14:35 PM, 26th November 2010, About 11 years ago 3
The new universal credit for housing costs may still leave private landlords out on a limb over rent payments.
The proposed new rules will replace local housing allowance with a housing cost element of the universal credit system.
But the outline proposals are not clear over who gets the payment – the landlord or the tenant.
Current rules let social housing landlords pick up the benefit direct, but private tenants are paid the cash rather than their landlords.
In many cases, this leads to rent arrears as the tenant does not pass the benefit on to the landlord.
Housing charities, like Shelter and Crisis, have added their voice to landlord protests about the current scheme and have called for the payment to be made direct to the landlord to avoid arrears building up.
How much housing credit landlords will receive is also a worry under the new proposals.
The indications are housing cost payments will be capped at 80% of the market rents for comparable properties in a council area. If the tenant wants to live in a house where the rent is more than the 80% threshold, they will have to make the money up from their own funds.

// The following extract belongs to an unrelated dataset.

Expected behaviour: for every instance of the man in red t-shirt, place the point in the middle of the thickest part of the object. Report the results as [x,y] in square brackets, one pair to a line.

The intention seems to be to level the costs of social housing with those of private tenants on housing benefits.
However, whether this will push rents down by linking them with housing benefit for the area or not remains to be seen.
Many landlords will probably consider maintaining rents at the same level to replace tenants on benefits with professional tenants who are forced to rent rather than buy because of the lack of mortgages.
The fear is this will create a demand for social housing from tenants on benefits that housing associations will not be able to meet and that private landlords will not want to house because they cannot afford the rents.
Landlords with tenants paying rent from benefits need to look at how universal credit will affect their cash flow – and consider credit control and rent insurance options that prevent the build of arrears problems.